Monday, February 21, 2022

Parallel Mothers: History refuses to shut its mouth

Lots to love in 'Parallel Mothers'/'Madres Paralelas' (2021), the latest Pedro Almodóvar film.



One plot thread concerns the uncovering of a mass grave for victims of Franco's fascist forces, very much a live issue in Spain where The Association for the Recovery of Historical Memory (which features in the film) has been leading the movement to uncover the stories, and physical remains, 'of thousands of civilians executed during the 1936-39 Civil War and the 1939-75 Franco regime. It is estimated that 200,000 men and women were killed in extrajudicial executions during the War, and another 20,000 Republicans murdered by the regime in the post-war years. Thousands more died as a result of bombings, and in prisons and concentration camps'.


The film finishes with a quote on screen from the Uruguayan writer Eduardo Galeano

'No history is mute. No matter how much they burn it, break it, and lie about it, human history refuses to shut its mouth'.

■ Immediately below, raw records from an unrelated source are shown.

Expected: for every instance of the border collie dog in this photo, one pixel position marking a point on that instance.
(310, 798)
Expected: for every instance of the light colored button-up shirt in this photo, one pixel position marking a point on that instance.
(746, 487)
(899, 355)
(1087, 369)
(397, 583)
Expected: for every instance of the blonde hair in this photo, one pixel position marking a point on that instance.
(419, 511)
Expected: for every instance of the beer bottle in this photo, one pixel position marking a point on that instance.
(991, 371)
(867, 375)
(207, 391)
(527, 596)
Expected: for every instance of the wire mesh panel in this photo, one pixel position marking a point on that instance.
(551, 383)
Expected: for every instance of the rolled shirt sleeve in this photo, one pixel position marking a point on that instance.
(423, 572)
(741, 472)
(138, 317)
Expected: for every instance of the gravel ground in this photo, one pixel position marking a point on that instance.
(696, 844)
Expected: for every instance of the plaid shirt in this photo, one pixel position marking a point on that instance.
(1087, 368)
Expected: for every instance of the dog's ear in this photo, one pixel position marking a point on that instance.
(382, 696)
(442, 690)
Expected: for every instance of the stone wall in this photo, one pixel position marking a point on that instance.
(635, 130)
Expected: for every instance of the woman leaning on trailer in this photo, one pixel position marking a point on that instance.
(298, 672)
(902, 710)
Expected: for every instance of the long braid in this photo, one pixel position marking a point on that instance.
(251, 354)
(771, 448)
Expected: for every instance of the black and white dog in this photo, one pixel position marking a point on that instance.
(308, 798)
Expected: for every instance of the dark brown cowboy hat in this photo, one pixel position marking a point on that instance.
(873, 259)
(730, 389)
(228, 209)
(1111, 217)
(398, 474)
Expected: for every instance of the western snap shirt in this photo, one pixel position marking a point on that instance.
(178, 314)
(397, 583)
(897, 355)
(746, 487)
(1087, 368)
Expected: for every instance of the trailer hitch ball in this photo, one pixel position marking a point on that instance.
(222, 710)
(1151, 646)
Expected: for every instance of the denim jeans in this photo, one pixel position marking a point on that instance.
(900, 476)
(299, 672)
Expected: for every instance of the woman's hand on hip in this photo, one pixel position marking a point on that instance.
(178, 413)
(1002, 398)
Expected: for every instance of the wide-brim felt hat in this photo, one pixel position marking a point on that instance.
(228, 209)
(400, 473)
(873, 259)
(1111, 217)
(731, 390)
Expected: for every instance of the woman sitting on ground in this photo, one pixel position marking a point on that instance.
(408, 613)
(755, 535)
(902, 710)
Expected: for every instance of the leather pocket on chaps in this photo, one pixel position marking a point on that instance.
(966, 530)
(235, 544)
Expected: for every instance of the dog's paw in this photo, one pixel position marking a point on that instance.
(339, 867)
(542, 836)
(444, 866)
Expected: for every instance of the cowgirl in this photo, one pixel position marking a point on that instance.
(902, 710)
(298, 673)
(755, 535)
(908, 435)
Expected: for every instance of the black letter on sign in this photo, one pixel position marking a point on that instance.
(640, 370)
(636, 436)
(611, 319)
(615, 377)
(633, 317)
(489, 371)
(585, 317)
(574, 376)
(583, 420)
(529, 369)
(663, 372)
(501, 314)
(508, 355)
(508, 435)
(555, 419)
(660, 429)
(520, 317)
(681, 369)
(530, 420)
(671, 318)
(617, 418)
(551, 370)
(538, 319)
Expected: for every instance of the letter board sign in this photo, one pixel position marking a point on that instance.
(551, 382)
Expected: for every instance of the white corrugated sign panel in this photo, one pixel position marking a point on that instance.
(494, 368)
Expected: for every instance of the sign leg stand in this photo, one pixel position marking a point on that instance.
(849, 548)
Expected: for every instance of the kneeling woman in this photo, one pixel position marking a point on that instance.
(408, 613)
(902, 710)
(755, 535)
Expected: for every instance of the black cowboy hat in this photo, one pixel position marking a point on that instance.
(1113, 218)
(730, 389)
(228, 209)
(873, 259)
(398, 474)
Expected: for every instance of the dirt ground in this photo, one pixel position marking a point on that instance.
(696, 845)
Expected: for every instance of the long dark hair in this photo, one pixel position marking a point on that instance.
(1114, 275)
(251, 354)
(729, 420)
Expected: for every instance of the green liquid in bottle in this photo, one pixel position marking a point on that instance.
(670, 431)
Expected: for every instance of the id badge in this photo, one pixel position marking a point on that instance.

The quote in its wider context is as follows:

'Does history repeat itself? Or are the repetitions only penance for those who are incapable of listening to it? No history is mute. No matter how much they burn it, break it, and lie about it, human history refuses to shut its mouth. Despite deafness and ignorance, the time that was continues to tick inside the time that is. The right to remember does not figure among the human rights consecrated by the United Nations, but now more than ever we must insist on it and act on it. Not to repeat the past but to keep it from being repeated. Not to make us ventriloquists for the dead but to allow us to speak with voices that are not condemned to echo perpetually with stupidity and misfortune. When it is truly alive, memory doesn’t contemplate history, it invites us to make it' (Eduardo Galeano, Upside Down: A Primer for the Looking-glass World, New York: Picador, 1998, p. 210).